A diferença atual de Biden para Trump é quase o dobro dos 4,8 pontos percentuais que Hillary Clinton tinha sobre o republicano a uma semana da eleição. Na reta final de 2016, Trump conseguiu diminuir essa margem, e a democrata ganhou no voto popular por apenas 2,1 pontos percentuais.

VIA COLÉGIO ELEITORAL – O atual presidente, por sua vez, venceu em estados-chave do Meio-Oeste, como Wisconsin e Michigan, e conquistou o cargo via Colégio Eleitoral —sistema indireto que escolhe o presidente dos EUA.

Nesse modelo do Colégio Eleitoral, cada estado tem um número de votos proporcional à população. A Califórnia, com 39,51 milhões de habitantes, por exemplo, tem direito a 55 representantes. A Dakota do Sul, com 884,6 mil, a apenas 3.

O candidato que vence a eleição em um estado leva todos os votos dele — as exceções são Nebraska e Maine, que dividem os votos de maneira mais proporcional. No fim do processo, é eleito quem conquistar mais da metade dos votos no Colégio Eleitoral, ou seja, ao menos 270 dos 538 votos possíveis.

ESTADOS QUE DECIDEM – Assim, a senha para vencer a eleição é conquistar os estados onde a disputa é mais apertada. Neste ano, 13 estados apresentam esse cenário —sete dos quais com leve inclinação pró-Biden nas pesquisas (Arizona, Michigan, Minnesota, Nevada, New Hampshire, Pensilvânia e Wisconsin), cinco indefinidos (Flórida, Geórgia, Carolina do Norte, Iowa e Ohio) e um com inclinação pró-Trump (Texas).

A diferença atual de Biden para Trump é quase o dobro dos 4,8 pontos

Nos outros 37, as vantagens dos dois candidatos estão mais consolidadas, e uma surpresa é improvável. Assim, o democrata tem 212 votos no Colégio Eleitoral que podem ser considerados seguros ou muito prováveis, enquanto o republicano tem 125 nessa mesma situação.

Caso o quadro se confirme, Biden precisa vencer seis dos sete estados em que tem pequena vantagem para chegar aos 270 votos do Colégio Eleitoral e ser eleito presidente.

O QUE FALTA A TRUMP – Já Trump tem situação mais complicada: precisa confirmar o favoritismo no Texas, vencer os cinco estados indefinidos e ainda surpreender em ao menos dois estados com inclinação democrata.

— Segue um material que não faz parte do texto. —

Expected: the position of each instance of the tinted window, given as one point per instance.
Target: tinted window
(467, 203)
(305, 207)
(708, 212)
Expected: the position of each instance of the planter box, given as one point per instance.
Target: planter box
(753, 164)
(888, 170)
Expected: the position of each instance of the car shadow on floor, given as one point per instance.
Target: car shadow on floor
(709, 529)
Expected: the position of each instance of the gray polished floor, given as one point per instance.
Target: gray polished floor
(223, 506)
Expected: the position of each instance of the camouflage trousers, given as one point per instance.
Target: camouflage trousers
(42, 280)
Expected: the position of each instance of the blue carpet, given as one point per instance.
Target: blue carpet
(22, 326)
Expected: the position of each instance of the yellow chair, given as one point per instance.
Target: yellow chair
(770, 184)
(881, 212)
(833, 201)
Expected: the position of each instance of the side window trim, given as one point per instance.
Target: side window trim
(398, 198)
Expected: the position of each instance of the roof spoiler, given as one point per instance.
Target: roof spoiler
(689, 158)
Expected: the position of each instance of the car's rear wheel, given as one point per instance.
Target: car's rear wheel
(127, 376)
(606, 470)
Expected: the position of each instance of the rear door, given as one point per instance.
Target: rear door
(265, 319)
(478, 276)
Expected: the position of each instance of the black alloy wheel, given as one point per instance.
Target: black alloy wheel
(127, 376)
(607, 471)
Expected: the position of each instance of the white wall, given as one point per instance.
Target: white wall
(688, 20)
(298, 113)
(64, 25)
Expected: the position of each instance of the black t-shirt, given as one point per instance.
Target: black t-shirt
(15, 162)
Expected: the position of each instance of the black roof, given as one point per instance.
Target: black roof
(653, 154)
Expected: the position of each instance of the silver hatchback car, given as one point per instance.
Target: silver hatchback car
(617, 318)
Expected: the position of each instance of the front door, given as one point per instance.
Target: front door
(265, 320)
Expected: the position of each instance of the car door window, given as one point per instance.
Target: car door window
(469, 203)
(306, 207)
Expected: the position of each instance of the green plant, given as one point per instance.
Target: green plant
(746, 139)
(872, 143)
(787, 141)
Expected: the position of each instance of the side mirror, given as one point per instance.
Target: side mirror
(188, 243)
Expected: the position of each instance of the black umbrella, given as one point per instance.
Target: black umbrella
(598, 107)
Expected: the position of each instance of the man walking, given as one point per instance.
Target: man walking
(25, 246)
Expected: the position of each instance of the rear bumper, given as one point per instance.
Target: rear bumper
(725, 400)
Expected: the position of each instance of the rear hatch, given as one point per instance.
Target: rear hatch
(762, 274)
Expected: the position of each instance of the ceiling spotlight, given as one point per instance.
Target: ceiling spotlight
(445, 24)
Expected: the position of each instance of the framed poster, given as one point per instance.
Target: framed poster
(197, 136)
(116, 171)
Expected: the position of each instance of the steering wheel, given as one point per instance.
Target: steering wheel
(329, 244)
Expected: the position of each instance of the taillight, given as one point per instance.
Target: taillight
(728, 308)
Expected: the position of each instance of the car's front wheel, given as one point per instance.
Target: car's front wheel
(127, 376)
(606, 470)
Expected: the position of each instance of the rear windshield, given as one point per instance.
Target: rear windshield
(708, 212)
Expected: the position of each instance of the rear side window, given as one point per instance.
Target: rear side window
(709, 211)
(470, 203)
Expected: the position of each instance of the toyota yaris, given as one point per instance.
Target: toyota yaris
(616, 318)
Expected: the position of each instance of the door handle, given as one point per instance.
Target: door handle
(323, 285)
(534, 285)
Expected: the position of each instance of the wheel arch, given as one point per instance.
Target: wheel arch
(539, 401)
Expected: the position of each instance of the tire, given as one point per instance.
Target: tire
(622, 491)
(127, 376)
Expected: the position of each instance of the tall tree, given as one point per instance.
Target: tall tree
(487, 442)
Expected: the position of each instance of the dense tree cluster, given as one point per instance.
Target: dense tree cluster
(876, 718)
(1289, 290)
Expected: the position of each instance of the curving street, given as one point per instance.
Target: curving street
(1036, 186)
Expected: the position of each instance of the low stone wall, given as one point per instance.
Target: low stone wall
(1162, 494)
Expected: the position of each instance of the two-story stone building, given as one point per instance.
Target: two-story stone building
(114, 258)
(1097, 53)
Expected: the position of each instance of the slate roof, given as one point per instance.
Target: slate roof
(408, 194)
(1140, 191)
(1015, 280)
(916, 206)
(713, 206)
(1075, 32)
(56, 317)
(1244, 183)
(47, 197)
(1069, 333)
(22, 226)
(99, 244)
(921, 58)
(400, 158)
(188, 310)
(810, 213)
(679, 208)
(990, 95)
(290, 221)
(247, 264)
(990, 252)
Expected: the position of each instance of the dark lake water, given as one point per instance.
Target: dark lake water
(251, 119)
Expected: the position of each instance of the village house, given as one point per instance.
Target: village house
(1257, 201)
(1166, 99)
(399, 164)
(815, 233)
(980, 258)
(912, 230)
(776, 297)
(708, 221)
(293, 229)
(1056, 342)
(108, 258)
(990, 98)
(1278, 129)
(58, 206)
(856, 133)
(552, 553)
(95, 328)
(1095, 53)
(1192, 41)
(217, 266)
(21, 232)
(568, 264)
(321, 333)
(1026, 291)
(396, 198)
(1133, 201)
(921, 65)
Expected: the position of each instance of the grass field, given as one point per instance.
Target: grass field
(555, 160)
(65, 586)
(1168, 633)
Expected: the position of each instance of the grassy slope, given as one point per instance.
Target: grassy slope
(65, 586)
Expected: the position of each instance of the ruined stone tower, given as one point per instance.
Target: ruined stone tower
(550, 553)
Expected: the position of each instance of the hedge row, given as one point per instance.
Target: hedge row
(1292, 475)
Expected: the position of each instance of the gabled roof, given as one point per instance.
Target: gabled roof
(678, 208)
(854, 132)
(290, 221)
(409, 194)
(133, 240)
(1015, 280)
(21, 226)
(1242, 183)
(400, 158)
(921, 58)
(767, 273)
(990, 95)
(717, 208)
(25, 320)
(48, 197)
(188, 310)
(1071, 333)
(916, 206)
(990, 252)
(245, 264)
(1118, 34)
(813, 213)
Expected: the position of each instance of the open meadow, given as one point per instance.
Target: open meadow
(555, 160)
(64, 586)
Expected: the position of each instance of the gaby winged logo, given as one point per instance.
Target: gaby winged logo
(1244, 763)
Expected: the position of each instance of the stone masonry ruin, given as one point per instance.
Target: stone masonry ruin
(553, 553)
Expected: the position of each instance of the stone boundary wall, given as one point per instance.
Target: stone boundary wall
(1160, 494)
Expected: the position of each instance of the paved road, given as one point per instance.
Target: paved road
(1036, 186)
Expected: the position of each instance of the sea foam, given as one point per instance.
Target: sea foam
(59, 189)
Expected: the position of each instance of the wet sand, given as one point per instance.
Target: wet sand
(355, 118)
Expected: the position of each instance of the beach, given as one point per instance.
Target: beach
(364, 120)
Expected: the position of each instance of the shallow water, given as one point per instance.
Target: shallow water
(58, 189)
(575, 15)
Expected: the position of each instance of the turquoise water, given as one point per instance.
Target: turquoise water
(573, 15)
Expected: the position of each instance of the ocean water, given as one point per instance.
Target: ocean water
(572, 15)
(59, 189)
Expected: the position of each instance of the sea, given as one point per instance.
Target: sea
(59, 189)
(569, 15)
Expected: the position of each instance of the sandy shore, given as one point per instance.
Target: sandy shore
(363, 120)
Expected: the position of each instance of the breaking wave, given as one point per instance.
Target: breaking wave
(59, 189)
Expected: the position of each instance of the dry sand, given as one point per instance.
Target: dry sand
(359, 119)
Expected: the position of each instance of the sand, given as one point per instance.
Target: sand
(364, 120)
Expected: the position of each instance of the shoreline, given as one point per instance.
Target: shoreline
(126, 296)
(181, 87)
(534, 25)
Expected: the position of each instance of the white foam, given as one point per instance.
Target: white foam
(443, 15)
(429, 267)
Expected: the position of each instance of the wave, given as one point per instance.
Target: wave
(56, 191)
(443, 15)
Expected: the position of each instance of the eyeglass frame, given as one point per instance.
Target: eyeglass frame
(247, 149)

É por isso que sites especializados apontam que a chance de Biden vencer está na casa dos 90%. Há quatro anos, Hillary chegou ao dia da eleição com cerca de 70% de chance de vencer e acabou derrotada.

Isso ocorreu, em parte, porque estados geograficamente próximos ou demograficamente semelhantes costumam votar de maneira parecida. Ou seja, se Trump conseguir vencer Biden em um estado no qual o democrata está na frente no Meio-Oeste ou vizinho à região, é grande a chance de ele ganhar em outro.

POSSIBILIDADES – Segundo o modelo do FiveThirtyEight, uma vitória de Trump na Pensilvânia —onde Biden atualmente lidera com 5,3 pontos percentuais— transformaria o republicano em favorito em Wisconsin e elevaria a chance de ser reeleito para 68%.

Por outro lado, se Biden confirmar a dianteira e de fato vencer no estado, Trump vê suas chances de vitória caírem para 2%. É devido a essas variações que, a sete dias da votação, os dois rivais seguem com chances de chegar à Casa Branca. (Bruno Benevides / Folha).